There is a fair in Tlacotepec from August 12−16 for the Assumption of Mary. There is a festival in Zacualpan on the second Sunday of October in honor of the Our Lady of the Rosary. These events are accompanied by brass bands and Chinelos (dancers).

Traditional foods include green mole of pepita (pipián); tamales de ceniza (ashes); red mole with turkey; cecina with cream, cheese, and green sauce; and barbecued goat. Zacualpan de Amilpas is famous for its aguardiente.

==Geography==
===Location, altitude, and area===
Zacualpan de Amilpas is located in the northeast of Morelos, at 98° 46' West longitude and 18°47' North latitude, at an altitude of 1,640 m above sea level. It borders Tetela del Volcán on the north, Temoac on the south, Ocuituco and Yecaplixtla to the west, and the State of Puebla to the east. It has an area of 53.77 km2.

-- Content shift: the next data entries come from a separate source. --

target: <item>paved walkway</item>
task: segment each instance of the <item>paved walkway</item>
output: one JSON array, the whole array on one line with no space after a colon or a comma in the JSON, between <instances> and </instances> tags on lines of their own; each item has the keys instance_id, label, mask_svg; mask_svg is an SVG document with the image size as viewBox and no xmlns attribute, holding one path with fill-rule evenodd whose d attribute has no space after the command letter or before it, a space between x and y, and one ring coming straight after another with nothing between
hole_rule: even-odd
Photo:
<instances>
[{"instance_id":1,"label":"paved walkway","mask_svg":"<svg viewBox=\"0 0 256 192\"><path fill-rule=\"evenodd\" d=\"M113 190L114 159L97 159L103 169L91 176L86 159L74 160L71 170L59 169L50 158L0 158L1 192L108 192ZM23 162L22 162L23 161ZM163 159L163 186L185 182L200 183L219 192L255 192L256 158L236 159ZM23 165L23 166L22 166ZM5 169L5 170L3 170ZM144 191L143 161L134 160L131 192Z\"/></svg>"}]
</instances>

====Distances and highways====
- Tlotocapec: north 4.6 km (9 minutes)
- Amayuca: south 8.2 km (14 minutes)
- Jantetelco: south 10.2 km (19 minutes)
- Cuautla, Morelos: southwest 29.5 km (39 minutes) via Mexican Federal Highway 160
- Cuernavaca: west 80.9 km (1 hour, 27 minutes) via Mexican Federal Highway 160 and Mexican Federal Highway 115 or 122 km (1 hour, 32 minutes) via Mexican Federal Highway 95D
- Puebla: east 78.9 km (1 hour, 19 minutes) via Chipancingo and Mexican Federal Highway 95D
- Mexico City: northwest 135.9 km (2 hours, 8 minutes) via Mexican Federal Highway 95D or 131 km (2 hours, 12 minutes) via Mexican Federal Highway 150D or 153 km (2 hours 33 minutes) via Mexican Federal Highway 57D

===Relief and water resources===
Zacualpan de Amilpas is in the foothills of the Popocatépetl Volcano; among the hills, there are deep, boxy ravines. The soils are a volcanic eruptive type. There are several streams including Amatzinac River, which has its source in the vicinity of the Popocatepetl volcano. Five streams are located in Tlacotepec. There is a small dam on the Amatzinac in the town of Zacualpan.

===Climate===
The climate is semi-warm all year round, and semi-humid in the spring. The average temperature is 19.7 °C and the average annual rainfall is 943 mm.

===Fauna and flora===
The flora of the municipality consists principally of low deciduous forest, of warm climate; jacarandá (a flowering tree), tabachín del monte (Mexican holdback), casahuate (a thorny tree), seiba, copal (traditionally used for incense), zomplantle (a medicinal plant) and bougainvillea. Animals include raccoon, Coati (similar to a raccoon), skunk, armadillo, hare, rabbit, coyote, wildcat, weasel, opossum, and bats, flag bird, chachalaca (a rather noisy bird), copetona magpie, buzzard, aura, raven, owl, and songbirds.

==Economy==
Zacualpan de Amilpas is primarily an agricultural area. The major crops are sorghum, beans, and corn. There are orchards with guava, papaya, and peaches. Cattle, pork, sheep, horses, and fowl are raised on ranches. Commerce and services are less important. The volcanic rocks in the area are mined.